Hybrid Airplane Concept Moves Forward


Diamond Aircraft and electronics giant, Siemens, are moving forward on plans for an experimental hybrid airplane based on Diamond’s existing DA 40 twin engine aircraft, reports AVWeb.

The plan is to mount two electric motors on pylons connected to the front engine compartment rather than positioned in the normal position on the wings. That arrangement would permit a single diesel engine driving a generator to be mounted in the usual engine location.

According to Diamond CEO, Christian Dries, the “two electric motors… each weigh less than 30 pounds but deliver 85 kilowatts or 114 horsepower.

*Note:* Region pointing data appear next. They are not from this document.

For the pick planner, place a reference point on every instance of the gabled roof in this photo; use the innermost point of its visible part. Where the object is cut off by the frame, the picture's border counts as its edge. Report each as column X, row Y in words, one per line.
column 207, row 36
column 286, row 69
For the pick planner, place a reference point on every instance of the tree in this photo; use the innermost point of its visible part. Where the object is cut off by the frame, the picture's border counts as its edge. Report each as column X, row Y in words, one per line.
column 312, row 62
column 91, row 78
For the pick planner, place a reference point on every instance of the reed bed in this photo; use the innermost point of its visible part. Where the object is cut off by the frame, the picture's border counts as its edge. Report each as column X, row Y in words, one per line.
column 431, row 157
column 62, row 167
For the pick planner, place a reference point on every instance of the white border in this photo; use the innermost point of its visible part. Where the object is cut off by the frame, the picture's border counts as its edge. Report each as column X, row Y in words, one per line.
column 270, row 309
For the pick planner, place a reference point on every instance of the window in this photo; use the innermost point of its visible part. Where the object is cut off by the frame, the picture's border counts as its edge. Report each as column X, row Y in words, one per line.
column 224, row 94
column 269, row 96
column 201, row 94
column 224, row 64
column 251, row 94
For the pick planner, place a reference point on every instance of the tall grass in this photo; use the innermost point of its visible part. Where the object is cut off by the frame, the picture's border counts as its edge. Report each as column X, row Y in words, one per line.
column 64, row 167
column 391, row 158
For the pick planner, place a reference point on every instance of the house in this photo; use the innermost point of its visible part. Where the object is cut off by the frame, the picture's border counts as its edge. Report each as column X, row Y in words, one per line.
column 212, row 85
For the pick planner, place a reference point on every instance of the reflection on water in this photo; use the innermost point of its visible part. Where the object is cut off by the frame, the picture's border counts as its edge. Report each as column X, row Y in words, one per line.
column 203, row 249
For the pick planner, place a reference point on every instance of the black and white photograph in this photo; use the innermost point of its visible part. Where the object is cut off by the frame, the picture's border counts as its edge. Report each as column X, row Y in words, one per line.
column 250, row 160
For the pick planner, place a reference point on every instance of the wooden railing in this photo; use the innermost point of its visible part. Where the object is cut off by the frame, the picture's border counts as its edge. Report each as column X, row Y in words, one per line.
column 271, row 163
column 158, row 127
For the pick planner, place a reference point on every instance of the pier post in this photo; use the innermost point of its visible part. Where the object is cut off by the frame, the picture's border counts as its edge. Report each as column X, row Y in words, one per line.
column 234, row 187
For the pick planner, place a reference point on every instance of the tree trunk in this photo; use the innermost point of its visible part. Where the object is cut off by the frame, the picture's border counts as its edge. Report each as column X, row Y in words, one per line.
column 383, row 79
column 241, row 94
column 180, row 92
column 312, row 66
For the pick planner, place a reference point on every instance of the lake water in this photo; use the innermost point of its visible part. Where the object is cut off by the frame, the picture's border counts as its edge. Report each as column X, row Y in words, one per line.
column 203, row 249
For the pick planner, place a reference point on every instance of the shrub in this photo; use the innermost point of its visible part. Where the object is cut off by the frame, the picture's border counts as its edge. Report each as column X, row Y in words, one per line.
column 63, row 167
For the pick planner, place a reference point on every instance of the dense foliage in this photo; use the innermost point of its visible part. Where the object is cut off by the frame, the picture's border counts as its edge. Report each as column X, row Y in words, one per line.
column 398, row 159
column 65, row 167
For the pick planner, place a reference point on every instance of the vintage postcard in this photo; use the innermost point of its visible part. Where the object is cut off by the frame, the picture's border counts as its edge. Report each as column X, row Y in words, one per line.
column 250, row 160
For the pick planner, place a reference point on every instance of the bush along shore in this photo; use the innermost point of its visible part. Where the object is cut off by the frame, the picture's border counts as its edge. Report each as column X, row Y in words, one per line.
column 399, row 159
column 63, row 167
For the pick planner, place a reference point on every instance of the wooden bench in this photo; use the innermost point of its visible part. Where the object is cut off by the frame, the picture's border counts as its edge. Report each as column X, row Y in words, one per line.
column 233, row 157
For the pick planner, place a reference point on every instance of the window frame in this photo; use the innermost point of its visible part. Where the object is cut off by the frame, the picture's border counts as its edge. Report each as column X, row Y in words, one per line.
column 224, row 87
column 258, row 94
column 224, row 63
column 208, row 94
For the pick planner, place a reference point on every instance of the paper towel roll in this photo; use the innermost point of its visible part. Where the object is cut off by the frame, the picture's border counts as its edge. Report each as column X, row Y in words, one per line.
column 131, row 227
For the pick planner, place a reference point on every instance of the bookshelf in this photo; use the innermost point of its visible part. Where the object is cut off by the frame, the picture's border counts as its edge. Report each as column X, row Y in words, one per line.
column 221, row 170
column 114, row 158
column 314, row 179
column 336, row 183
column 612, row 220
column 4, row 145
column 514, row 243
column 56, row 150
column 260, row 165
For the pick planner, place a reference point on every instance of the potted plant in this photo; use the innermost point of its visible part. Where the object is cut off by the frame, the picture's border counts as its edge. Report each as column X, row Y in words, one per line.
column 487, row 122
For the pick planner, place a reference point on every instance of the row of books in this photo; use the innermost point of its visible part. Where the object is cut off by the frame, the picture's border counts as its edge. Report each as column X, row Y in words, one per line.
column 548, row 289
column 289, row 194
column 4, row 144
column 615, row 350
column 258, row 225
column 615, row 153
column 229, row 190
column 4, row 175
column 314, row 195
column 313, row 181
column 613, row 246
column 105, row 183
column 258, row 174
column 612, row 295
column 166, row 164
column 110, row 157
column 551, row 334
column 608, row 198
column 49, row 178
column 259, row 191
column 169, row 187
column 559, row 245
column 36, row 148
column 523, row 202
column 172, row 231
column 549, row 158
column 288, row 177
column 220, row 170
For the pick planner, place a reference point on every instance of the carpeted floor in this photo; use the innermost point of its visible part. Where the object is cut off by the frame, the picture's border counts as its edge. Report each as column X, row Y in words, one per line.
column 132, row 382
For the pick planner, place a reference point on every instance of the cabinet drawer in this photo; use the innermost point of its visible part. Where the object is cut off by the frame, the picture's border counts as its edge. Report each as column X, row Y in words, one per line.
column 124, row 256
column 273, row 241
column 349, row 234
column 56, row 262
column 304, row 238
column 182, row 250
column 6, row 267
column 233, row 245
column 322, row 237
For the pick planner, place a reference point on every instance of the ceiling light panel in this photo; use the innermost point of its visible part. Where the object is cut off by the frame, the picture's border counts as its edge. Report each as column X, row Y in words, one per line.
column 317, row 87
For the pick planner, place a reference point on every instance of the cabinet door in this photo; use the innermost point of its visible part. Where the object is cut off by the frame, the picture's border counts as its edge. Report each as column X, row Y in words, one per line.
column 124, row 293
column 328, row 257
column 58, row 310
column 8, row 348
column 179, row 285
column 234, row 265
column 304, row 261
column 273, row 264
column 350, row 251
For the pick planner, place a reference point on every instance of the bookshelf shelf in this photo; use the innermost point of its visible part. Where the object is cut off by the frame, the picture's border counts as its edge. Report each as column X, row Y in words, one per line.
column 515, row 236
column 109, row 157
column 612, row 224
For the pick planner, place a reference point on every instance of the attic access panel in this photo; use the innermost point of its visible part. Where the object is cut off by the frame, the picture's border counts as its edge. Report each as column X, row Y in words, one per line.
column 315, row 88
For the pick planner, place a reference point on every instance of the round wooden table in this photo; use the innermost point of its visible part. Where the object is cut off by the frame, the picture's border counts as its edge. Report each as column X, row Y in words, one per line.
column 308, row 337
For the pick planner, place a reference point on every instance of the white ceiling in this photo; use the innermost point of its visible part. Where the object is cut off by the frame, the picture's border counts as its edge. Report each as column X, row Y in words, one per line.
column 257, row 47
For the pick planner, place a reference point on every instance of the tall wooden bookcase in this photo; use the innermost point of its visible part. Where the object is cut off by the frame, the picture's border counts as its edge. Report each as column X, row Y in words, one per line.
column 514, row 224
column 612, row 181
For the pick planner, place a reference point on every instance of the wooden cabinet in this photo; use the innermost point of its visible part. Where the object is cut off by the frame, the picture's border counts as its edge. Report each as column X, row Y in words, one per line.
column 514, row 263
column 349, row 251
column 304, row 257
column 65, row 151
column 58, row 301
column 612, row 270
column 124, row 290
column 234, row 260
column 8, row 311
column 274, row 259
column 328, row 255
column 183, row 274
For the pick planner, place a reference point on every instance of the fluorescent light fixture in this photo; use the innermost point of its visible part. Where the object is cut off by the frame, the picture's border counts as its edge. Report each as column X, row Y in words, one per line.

The aircraft will use some 440 pounds of lithium ion batteries mounted where the backseat would normally be, so it will be limited to two occupants. Typical cruise speeds [would be] 110 to 120 knots, [and] the airplane would have 10 hours of endurance, burning 6 to 7 liters (1.8 gallons) per hour.” That is about one tenth the fuel consumption of a conventional twin engine small airplane that consumes nearly 11 gallons or fuel per hour at normal cruising speed and altitude.

During the testing phase, the companies will experiment with some of the ideas NASA has developed for its GL1o electric vertical take off and landing (VTOL) prototype.

Did it seem just a few years ago that the concept of a diesel electric hybrid airplane was too far out to even consider? Not any more.